The rumour mill keeps grinding
 
Risky assets have been sold off sharply since the European open. Market sentiment is still extremely fragile and fears are continuing to grow about global growth after that dire Philly Fed print out of the US yesterday. The report was horrible, and showed that manufacturing activity had plummeted back to 2009 levels. There was one glimmer of hope however, although it contracted, capital expenditure remained in positive territory. However, a fall to -30.7 is very bad news for stocks since the SPX 500 tracks the Philly Federal Reserve closely. Manufacturing activity is closely aligned with GDP, so a sharp fall in this index does not bode well for growth further down the line and thus corporate profits.

Earlier this year the markets thought that the global economy was going through a slow patch, but it looks like a deeper downturn in global growth is taking place. This is now getting priced into the markets and European stocks are suffering heavy losses yet again. The German Dax is leading European stocks lower, having fallen by 26 per cent since the start of this month. After falling more than 3 per cent today stocks have stabilised at this low level for now.

There is a dearth of economic data today, but rumours are swirling around the market. There are rumours of traders being asked to stay late in Tokyo in case of Bank of Japan intervention to weaken the yen, the Swiss National Bank may be poised to act this weekend and the best of all is the rumour of an emergency Fed meeting – that is when we know things have become really bad. Stocks are also getting hit from August options expiries that are exacerbating the selling.

Right now global stocks have retraced nearly 50 per cent of the recovery from March 2009 lows to May 2011 highs and USD/JPY is back below 76.50. Interestingly, investors seem to be taking the Swiss National Bank seriously and USD/CHF and EUR/CHF has remained fairly well supported today. The dollar has fallen sharply as the euro has strengthened. An announcement that the Spanish government had passed austerity measures to try and reduce its deficit may have helped prop up the euro so far this afternoon.

As stocks have collapsed gold hit a new record high at $1,880. Interestingly, near-term gold contracts are trading at a higher rate than longer term contracts. This is called backwardation and signals that investors are spooked by the current environment, but don’t necessarily think it will persist. There is still much uncertainty out there, although we know growth will fall, we don’t know how deep it will be and whether the West’s economies will experience a double-dip. Added to that Europe’s policy makers seem unwilling to pull out all of the stops to halt contagion from the sovereign debt crisis. Although we would note that Europe’s bond markets have been fairly calm in the past week even as risky assets have sold off sharply, this suggests the European Central Bank may be active in the market.

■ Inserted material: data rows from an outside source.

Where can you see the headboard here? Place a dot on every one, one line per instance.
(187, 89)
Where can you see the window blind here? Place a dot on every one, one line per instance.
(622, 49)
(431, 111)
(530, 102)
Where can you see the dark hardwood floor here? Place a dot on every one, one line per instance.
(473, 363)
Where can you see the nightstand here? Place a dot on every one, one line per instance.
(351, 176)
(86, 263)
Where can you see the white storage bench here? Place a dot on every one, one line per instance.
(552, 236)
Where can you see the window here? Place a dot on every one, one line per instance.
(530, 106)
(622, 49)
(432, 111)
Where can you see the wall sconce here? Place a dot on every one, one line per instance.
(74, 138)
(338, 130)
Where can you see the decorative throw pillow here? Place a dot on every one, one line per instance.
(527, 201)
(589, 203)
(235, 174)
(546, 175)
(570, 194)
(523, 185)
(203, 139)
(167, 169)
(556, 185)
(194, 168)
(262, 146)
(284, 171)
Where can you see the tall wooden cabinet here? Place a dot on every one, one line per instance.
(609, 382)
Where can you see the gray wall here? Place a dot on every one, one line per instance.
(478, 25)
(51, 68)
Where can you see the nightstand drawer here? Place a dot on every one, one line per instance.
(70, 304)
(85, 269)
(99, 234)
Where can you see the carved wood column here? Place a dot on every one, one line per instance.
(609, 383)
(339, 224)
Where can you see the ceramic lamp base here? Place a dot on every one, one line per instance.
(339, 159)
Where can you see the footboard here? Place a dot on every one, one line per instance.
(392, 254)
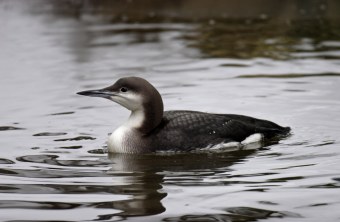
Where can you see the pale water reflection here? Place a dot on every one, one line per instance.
(53, 165)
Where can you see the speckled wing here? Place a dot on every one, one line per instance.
(185, 130)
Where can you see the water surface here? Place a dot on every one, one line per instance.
(53, 162)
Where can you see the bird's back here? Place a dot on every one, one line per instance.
(187, 130)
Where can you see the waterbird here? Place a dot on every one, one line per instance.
(150, 129)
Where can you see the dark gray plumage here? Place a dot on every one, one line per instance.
(187, 130)
(149, 129)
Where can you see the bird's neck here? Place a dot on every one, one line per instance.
(145, 120)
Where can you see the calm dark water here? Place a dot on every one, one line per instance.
(53, 165)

Europe’s banking sector continues to weigh on the overall markets. Fears are growing about a funding freeze for some of Europe’s banks. Not only are some banks under-capitalised relative to their US peers, but they also having exposure to Europe’s weakest economies and they hold massive amounts of sovereign debt. Rumours were swirling that some banks are unable to access funds in the market and are having to use central bank dollar swap facilities. This happened back in 2008. Back then banks wouldn’t lend to each other and it caused the collapse of Lehman Brothers and the near collapse of Bear Stearns and Merrill Lynch. This week the Fed provided $200mn of liquidity to the Swiss National Bank this week via its swap facility lines for foreign central banks. Swiss banks have come out and denied the funding was for them; however, someone borrowed that money, which suggests that a bank in Europe is in trouble. So the rumour mill continues to grind.

Ahead today watch out for US Treasury yields. They fell to record lows yesterday; it will be interesting to see if investors continue to buy up US debt as fear grips the markets. If Treasuries remain bid then we could see a recovery in the dollar as we saw yesterday, which may pressure dollar crosses into the European close.